Yeah, personally for the price of a martin cage I could go to home depot, get a large cement mixing tray, some hardware cloth, zipties and a soldering Iron, and make a much larger cage, and with some paint and good craftsman ship it might even look the same. Personally I think homemade cages are the best way to go, you have more control over the size of it and it can be cheaper. You can get a large plastic tub, or large cement mixing tray (its about $13 dollars at home depot, its 2 feet by 3 feet by 8 inches tall, so good sized, but like all plastic things its a tad bit smaller on the inside, but not by much I think, you could always get clips so the wire part sits on top of it instead of in it) and get some hardware cloth or wire shelves and use those to make the levels and cage walls. you can make a grotto out of an old bookcase or TV stand, you can find cheap ones off craigslist, or you can get some wood to make your own (most book cases aren't deep enough). you'll have to get some varnish to make sure that urine won't soak through it. though critter nations or ferret nations are a good cage from what I've heard, so are some super pet cages (though they have plastic bottoms so be aware of that, and some have 1 inch bar spacing, and you'll have to cover the levels with something since urine pools on plastic, making bumble foot more likely) you might even be able to find a large flight cage for parrots on craigslist and modify it with wooden levels, or other stuff. I've seen a few people do it. Large dog crates (there's this one at petsmart that is like $240 but it can hold 24 rats according to the cage cal.) can be covered with hardware cloth, and have make shift levels put in them to make a nice large cage. For $200 you can buy or make a lot of different cages.


----------



## Jaguar (Nov 15, 2009)

I have a Martins R-680 and it is my favorite cage to date, even over the Ferret/Critter nation cages. It is extremely lightweight, easy to clean, and very durable. It's over 2 yrs old and still looks like brand new.

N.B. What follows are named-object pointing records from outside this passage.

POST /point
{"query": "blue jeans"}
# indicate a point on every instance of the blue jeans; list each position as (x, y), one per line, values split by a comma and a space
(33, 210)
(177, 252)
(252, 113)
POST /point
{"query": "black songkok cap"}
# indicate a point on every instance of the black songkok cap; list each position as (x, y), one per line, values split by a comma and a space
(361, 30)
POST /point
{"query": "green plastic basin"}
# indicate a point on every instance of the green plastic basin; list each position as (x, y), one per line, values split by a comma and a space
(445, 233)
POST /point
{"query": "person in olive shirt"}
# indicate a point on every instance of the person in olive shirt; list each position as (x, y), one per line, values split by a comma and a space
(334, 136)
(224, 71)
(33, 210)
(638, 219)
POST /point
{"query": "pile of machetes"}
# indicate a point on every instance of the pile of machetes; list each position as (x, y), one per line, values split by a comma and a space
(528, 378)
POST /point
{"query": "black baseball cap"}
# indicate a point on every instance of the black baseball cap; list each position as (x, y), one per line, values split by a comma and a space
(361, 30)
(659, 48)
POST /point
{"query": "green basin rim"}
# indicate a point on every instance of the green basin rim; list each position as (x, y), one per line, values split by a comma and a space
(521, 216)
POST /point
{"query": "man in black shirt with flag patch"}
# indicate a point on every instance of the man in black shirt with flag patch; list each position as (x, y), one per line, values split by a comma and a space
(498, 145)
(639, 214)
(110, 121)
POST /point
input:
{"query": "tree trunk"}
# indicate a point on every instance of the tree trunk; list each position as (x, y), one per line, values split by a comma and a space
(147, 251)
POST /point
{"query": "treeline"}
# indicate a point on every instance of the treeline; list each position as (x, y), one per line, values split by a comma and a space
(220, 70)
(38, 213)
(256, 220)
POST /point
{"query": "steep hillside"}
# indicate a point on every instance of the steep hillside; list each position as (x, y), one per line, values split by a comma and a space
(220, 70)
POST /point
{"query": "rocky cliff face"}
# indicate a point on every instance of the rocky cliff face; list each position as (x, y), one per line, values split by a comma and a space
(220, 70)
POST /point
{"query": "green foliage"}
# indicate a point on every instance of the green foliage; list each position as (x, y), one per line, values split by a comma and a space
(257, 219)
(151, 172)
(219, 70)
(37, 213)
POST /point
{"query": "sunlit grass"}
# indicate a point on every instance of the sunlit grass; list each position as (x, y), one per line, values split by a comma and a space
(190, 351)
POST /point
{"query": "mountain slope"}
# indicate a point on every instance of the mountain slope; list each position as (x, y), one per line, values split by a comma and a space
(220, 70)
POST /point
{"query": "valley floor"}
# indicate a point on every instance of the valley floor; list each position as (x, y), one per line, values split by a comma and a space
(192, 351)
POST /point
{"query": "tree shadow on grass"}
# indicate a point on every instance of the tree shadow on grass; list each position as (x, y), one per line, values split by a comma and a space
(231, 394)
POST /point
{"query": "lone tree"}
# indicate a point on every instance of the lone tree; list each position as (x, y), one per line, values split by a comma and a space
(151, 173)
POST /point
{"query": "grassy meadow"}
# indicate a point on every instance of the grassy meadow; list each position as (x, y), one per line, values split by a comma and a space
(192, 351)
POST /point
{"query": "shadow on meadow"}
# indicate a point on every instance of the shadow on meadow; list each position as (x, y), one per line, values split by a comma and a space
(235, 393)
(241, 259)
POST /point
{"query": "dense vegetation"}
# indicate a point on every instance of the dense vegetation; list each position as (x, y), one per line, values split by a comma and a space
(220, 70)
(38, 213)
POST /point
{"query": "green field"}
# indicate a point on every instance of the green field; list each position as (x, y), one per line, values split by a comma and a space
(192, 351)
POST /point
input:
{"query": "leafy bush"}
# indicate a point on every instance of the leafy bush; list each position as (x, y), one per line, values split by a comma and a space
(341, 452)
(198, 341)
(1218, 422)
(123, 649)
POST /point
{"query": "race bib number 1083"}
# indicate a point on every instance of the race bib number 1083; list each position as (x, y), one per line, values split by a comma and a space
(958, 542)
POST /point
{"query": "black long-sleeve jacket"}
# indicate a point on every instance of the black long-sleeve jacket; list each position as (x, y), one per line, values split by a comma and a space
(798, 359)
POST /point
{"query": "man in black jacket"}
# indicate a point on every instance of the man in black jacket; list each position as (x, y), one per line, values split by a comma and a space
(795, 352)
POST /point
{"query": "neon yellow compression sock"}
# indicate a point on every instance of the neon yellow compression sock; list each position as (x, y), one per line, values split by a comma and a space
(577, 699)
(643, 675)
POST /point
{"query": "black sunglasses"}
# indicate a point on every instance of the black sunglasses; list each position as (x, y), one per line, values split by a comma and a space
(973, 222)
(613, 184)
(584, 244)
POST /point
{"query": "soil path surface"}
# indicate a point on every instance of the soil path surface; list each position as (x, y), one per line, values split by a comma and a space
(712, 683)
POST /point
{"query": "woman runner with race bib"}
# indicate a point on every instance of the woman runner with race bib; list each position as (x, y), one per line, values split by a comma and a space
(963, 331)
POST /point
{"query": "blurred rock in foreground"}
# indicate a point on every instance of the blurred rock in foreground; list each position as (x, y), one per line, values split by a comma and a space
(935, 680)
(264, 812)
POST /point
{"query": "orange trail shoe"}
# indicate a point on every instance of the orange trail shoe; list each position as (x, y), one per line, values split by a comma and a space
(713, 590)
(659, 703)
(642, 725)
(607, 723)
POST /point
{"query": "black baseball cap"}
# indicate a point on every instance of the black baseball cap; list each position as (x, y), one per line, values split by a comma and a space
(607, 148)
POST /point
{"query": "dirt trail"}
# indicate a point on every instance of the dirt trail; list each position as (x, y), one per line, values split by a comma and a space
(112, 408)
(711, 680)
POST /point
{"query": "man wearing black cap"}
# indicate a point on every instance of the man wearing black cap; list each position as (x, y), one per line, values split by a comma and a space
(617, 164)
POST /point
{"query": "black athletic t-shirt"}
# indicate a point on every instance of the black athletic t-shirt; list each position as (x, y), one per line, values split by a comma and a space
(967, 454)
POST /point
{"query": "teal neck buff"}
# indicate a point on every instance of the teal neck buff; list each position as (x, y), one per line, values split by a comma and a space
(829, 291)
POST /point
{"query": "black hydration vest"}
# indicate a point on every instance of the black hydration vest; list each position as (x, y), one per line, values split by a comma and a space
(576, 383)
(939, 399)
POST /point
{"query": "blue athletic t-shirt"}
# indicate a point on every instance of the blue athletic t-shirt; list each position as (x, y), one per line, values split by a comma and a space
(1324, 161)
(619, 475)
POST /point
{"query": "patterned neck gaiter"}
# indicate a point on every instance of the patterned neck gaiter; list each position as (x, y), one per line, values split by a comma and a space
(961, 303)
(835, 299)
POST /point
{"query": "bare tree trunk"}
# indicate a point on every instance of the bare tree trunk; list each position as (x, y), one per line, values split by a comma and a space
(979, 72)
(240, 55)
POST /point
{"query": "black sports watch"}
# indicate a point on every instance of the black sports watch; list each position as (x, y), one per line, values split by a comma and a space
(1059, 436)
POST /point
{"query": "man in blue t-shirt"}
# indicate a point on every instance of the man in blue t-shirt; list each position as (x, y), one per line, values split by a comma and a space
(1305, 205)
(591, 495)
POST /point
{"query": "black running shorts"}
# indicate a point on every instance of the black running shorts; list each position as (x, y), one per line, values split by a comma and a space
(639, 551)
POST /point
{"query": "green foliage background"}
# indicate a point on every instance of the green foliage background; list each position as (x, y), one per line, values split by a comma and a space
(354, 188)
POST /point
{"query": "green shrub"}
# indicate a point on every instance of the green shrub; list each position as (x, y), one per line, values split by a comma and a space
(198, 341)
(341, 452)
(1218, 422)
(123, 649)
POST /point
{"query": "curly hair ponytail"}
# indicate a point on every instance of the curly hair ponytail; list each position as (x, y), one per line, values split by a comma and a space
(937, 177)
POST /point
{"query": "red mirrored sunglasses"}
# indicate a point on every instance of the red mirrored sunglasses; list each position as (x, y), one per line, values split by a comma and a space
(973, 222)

Yes, the shelves and ramps are grids. However, there's no real evidence that walking on bars causes bumblefoot or feet sores. It's still good practice to cover them, but since the solid bottom of the cage is where they spend most of their time, I don't cover my shelves any more. I used to sew liners with ribbons on the ends to tie to the bars. That worked very well to secure them.

And you do not have to use bedding in a Martins at all. The way the cage base sits in the pan actually makes it very easy to secure a large liner in the bottom.

Here's some pics of mine


----------



## elliriyanna (Jul 27, 2011)

That's the exact one I have for my fosters and can't stand it ... to each their own You need to find what works best for you we can only give options


----------



## Siringo (May 7, 2012)

Another vote for the single unit CN~


----------



## cagedbirdsinging (May 28, 2012)

elliriyanna said:


> That's the exact one I have for my fosters and can't stand it ... to each their own You need to find what works best for you we can only give options


How much do you want for it?! ;D


----------



## Mrm911 (Jul 6, 2012)

The ruud cage or skyscraper(powder coated) of the martins cages or Critter Nation double. I really don't want to make my own, since I don't really have the tools for it. How do you put fleece liners? I currently am using carefresh bedding


----------



## elliriyanna (Jul 27, 2011)

you cant use fleece liners in your cage ... I would try cell sorb its what the rescue uses and what I will be using it can carry mites like most beddings though so be sure you can freeze it


----------



## Mrm911 (Jul 6, 2012)

Where do you get cell sorb? Does she order it online?


----------



## elliriyanna (Jul 27, 2011)

no you can get it from feed stores ... newtown feed and supply can order it in


----------



## Mrm911 (Jul 6, 2012)

Well I am moving soon so it will have to easily found like in a pet store


----------